Malondialdehyde (MDA) resulting from membrane lipid peroxidation was monitored as described by Heath (1968) [36]. Fresh leaf (0.5 g) powder ground in liquid N2 was added with 6 mL of 5% TCA and centrifuged at 10,000× g and 4 °C for 20 min. The supernatant (1 mL) was blended in a solution containing 2 mL of 20% TCA and 0.5% thiobarbituric acid. After incubation at 95 °C for 30 min, the resulting solution was centrifuged at 10,000× g for 10 min. The supernatant’s absorbance at 532 and 600 nm was measured with the spectrophotometer. MDA content was determined using an extinction factor of 155 mM−1·cm−1 according to Heath and Packer (1968) [36].
4.6. Metabolic Analysis
4.6.1. Metabolite Extraction
Leaves were sampled from plants after 30 d of heat stress treatment and lyophilized in a FreeZone 4.5 device (Labconco, Kansas City, MO, USA), reaching constant weights. The samples were then ground to fine powder, which (20 mg) was resuspended in 1 mL of a 40:40:20 (v:v:v) methanol:acetonitrile:water solution with 0.1% formic acid. Then after incubation at room temperature for 10 min, the solutions were neutralized by adding 50 ul of a 15% (m/v) NH4HCO3 solution. The samples were further diluted 4× in 40:40:20 methanol:acetonitrile:water and centrifuged at 4 °C and 16,000× g for 10 min.
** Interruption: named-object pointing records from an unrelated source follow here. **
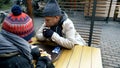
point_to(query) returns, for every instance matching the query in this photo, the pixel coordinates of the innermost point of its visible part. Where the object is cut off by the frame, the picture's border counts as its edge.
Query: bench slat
(62, 62)
(75, 57)
(86, 58)
(96, 58)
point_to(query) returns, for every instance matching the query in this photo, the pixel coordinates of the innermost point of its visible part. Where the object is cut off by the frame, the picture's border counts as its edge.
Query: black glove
(35, 53)
(47, 33)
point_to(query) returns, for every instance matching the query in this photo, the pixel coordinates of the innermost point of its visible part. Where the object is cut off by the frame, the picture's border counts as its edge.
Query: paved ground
(109, 41)
(110, 45)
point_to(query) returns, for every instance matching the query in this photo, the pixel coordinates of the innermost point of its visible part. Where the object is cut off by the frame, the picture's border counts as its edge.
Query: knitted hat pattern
(16, 10)
(20, 25)
(52, 9)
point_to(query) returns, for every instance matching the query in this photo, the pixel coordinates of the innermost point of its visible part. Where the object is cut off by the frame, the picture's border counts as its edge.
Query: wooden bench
(80, 57)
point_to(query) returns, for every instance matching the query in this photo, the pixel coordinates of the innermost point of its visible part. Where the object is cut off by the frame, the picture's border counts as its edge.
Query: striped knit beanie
(20, 24)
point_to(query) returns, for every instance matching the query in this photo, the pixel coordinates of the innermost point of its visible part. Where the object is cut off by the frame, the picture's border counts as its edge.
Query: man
(58, 27)
(15, 51)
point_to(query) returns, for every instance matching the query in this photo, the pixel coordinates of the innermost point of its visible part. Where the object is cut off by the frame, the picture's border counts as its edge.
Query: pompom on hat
(16, 10)
(52, 9)
(21, 25)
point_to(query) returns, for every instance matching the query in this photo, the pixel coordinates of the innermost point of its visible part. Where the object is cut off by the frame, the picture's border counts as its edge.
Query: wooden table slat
(62, 62)
(75, 58)
(86, 58)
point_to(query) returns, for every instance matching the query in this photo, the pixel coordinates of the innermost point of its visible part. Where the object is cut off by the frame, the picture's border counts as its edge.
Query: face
(51, 21)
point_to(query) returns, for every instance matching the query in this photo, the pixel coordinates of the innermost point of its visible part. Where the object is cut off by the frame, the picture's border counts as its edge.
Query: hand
(47, 33)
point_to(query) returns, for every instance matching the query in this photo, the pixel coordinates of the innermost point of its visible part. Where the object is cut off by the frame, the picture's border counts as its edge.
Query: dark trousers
(15, 62)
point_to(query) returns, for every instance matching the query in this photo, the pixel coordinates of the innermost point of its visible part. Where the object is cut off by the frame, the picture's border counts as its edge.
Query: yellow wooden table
(80, 57)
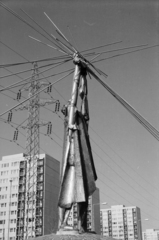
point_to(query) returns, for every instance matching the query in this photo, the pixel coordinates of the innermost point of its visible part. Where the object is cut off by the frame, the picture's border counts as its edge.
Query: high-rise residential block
(120, 222)
(18, 216)
(151, 234)
(93, 214)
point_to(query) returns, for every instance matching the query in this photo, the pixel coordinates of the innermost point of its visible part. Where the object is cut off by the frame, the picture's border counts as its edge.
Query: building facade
(93, 214)
(120, 222)
(151, 234)
(16, 213)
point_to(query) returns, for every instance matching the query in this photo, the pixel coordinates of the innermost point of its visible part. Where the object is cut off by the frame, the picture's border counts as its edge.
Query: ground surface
(75, 237)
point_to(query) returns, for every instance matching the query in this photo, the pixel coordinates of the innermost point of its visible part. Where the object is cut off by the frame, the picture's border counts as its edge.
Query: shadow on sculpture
(78, 173)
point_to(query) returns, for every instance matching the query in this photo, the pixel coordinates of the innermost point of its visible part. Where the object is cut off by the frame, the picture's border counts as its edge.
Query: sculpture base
(84, 236)
(67, 232)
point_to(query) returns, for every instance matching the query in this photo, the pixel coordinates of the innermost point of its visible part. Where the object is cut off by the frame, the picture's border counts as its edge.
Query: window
(14, 164)
(13, 212)
(2, 221)
(3, 204)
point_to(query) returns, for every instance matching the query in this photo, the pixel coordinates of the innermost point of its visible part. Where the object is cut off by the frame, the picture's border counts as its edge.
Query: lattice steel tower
(32, 155)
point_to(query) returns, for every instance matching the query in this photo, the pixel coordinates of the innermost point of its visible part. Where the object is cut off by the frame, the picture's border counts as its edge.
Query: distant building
(13, 204)
(93, 214)
(151, 234)
(120, 222)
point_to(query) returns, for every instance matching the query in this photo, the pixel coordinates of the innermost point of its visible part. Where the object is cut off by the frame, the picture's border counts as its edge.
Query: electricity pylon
(29, 208)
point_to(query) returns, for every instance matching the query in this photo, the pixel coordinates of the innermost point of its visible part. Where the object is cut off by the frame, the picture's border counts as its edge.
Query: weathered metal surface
(85, 236)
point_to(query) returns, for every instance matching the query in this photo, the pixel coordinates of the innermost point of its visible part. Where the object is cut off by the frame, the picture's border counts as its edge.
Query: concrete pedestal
(85, 236)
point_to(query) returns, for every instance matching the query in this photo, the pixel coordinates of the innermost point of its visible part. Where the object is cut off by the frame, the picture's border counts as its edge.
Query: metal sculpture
(78, 173)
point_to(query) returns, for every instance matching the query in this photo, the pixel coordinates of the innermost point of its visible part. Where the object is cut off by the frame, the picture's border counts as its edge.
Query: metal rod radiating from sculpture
(78, 173)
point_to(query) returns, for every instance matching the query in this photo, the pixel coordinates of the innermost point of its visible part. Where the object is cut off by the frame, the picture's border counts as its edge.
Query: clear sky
(126, 155)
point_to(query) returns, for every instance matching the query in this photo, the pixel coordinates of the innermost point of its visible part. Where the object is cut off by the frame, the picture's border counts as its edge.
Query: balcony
(39, 204)
(40, 179)
(22, 173)
(40, 163)
(22, 164)
(22, 189)
(21, 205)
(40, 170)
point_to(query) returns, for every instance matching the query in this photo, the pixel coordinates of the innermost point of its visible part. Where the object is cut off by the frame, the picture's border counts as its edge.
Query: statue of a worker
(78, 173)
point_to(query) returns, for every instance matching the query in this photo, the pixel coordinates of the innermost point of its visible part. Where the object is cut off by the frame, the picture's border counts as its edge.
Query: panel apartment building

The supernatant was transferred to a clean tube, added with internal standards, and stored at -80 °C until further analysis. The internal standards are a mixture of stable isotope-labeled compounds, including 2H8-Lysine, 2H3-Malate, 13C3,15N-Serine, 2H5,15N2-Glutamine, 13C2,15N-Glycine, 2H4-Thymine, 15N4-Inosine, 2H8-Methionine, 13C6-Adipic acid, 2H6-Ornithine, 2H6-Myo-inositol, 2H4,15N-Alanine, 13C6, 2H7-Glucose, and 2H9-Phosphocholine.
4.6.2. LC/MS Analysis
HILIC separation was performed on a Vanquish Horizon UHPLC system (Thermo Fisher Scientific) with an XBridge BEH Amide column (150 × 2.1 mm2, 2.5 μm particle size, Waters, Milford, MA, USA) using a gradient of solvent A and solvent B (consisting of 95%:5% and 20%:80%, respectively, H2O: acetonitrile with 20 mM acetic acid, 40 mM NH4OH, pH 9.4). The gradient (for solvent B) was 100% (0, 3 min), 90% (3.2, 6.2 min), 80% (6.5, 10.5 min), 70% (10.7, 13.5 min), 45% (13.7, 16 min), and 100% (16.5, 22 min). The flow rate was 300 μL/min. The column and autosampler were controlled at 25 and 4 °C, respectively. The injection volume was 5 μL. MS was scanned in both cation and anion modes with a resolution of 70,000 at m/z 200, gain-auto-control of 3 × 106 and m/z scan from 72 to 1000. Metabolite data were acquired using the MAVEN package (PMID 21049934, mass accuracy window: 5 ppm). Metabolite annotation was based on the accurate mass and retention time matched to our in-house metabolite library.
4.7. Statistical Analysis
A two-way analysis of variance was run on SPSS 13.0 (SPSS Inc., Chicago, IL, USA) to test the significance between main treatment effects and the interaction of plant lines and heat stress. Fisher’s protected least significant difference (LSD) was used to test significance at p = 0.05 on a specific day of stress treatment. A heat map was drawn on GraphPad prism 8. Principal component analysis (PCA), Venn diagram, and metabolic pathway enrichment analysis diagram were finished on Origin 2019 (OriginLab Corporation, Northampton, MA, USA). PCA analysis was performed by Origin (PCA Analysis app) and data preparation and analysis steps were performed according to the Origin website requirements (https://www.originlab.com/fileExchange/details.aspx?fid=328, accessed on 1 July 2021). Metabolic pathway enrichment analysis used MetaboAnalyst 5.0 website (https://www.metaboanalyst.ca/MetaboAnalyst/ModuleView.xhtml, accessed on 1 September 2021).
Supplementary Materials
The following supporting information can be downloaded at: https://www.mdpi.com/article/10.3390/plants11020199/s1, Table S1: Normalized ion counts data of 44 metabolites responsive to Asp in perennial ryegrass under non-stress control temperature and heat stress conditions.
Author Contributions
Conceptualization, B.H.; methodology, S.L.; software, S.L.; validation, S.L., S.R. and B.H.; formal analysis, S.L.; investigation, S.L.; resources, S.L.; data curation, S.L.; writing—original draft preparation, S.L.; writing—review and editing, B.H.; visualization, S.L.; supervision, S.R.; project administration, B.H.; funding acquisition, B.H. All authors have read and agreed to the published version of the manuscript.
Funding
This research received no external funding.
Institutional Review Board Statement
Not applicable.
Informed Consent Statement
Not applicable.
Data Availability Statement
No new data were created or analyzed in this study. Data sharing is not applicable to this article.
Conflicts of Interest
The authors declare no conflict of interest.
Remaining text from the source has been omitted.